The study analysed population health data for more than 85,000 people who had gynaecological surgeries in British Columbia between 2008 and 2020, comparing rates of serous ovarian cancer with those who had similar operations without the procedure.

Researchers at the University of British Columbia found that people who had opportunistic salpingectomy were 78 per cent less likely to develop serous ovarian cancer, the most common and deadly subtype.

In the rare cases where ovarian cancer occurred after the procedure, those cancers were found to be less biologically aggressive.

Co-senior author Gillian Hanley is an associate professor of obstetrics and gynaecology at the University of British Columbia.

She said: “This study clearly demonstrates that removing the fallopian tubes as an add-on during routine surgery can help prevent the most lethal type of ovarian cancer,.

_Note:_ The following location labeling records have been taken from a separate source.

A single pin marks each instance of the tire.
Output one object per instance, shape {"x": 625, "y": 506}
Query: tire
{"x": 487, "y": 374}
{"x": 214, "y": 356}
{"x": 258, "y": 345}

“It shows how this relatively simple change in surgical practice can have a profound and life-saving impact.”

British Columbia became the first jurisdiction in the world to offer opportunistic salpingectomy in 2010, after researchers discovered that most ovarian cancers originate in the fallopian tubes rather than the ovaries.

The procedure leaves the ovaries in place, preserving hormone production so side effects are minimal.

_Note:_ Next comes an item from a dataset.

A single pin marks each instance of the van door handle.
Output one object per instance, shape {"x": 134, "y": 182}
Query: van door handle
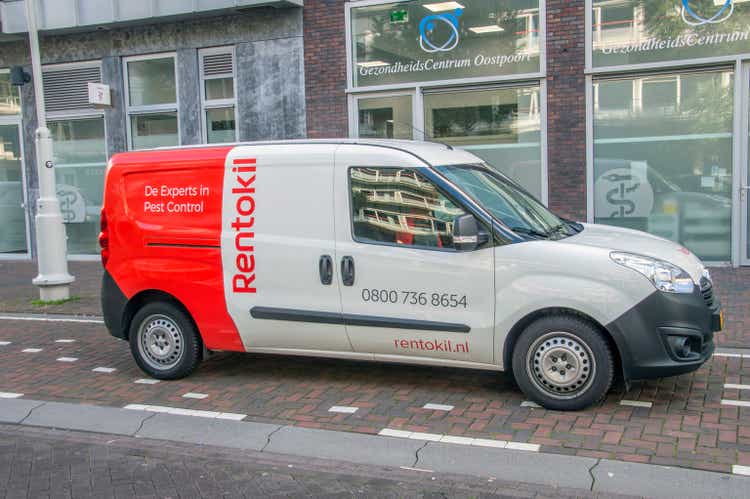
{"x": 325, "y": 266}
{"x": 347, "y": 271}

The approach was initially developed by Dianne Miller, an associate professor emerita at the University of British Columbia and gynaecological oncologist with Vancouver Coastal Health and BC Cancer.

“If there is one thing better than curing cancer it’s never getting the cancer in the first place,” said Miller.

Since its introduction in British Columbia in 2010, opportunistic salpingectomy has been widely adopted, with approximately 80 per cent of hysterectomies and tubal ligation procedures in the province now including fallopian tube removal.

Professional medical organisations in 24 countries now recommend the procedure as an ovarian cancer prevention strategy, including the Society of Obstetrics and Gynaecology of Canada, which issued guidance in 2015.

“This is the culmination of more than a decade of work that started here in B.C.,” said co-senior author David Huntsman, professor of pathology and laboratory medicine and obstetrics and gynaecology at the University of British Columbia.

“The impact of OS that we report is even greater than we expected.”

British Columbia recently became the first province to expand opportunistic salpingectomy to routine surgeries performed by general and urological surgeons through a project supported by the Government of British Columbia and Doctors of BC.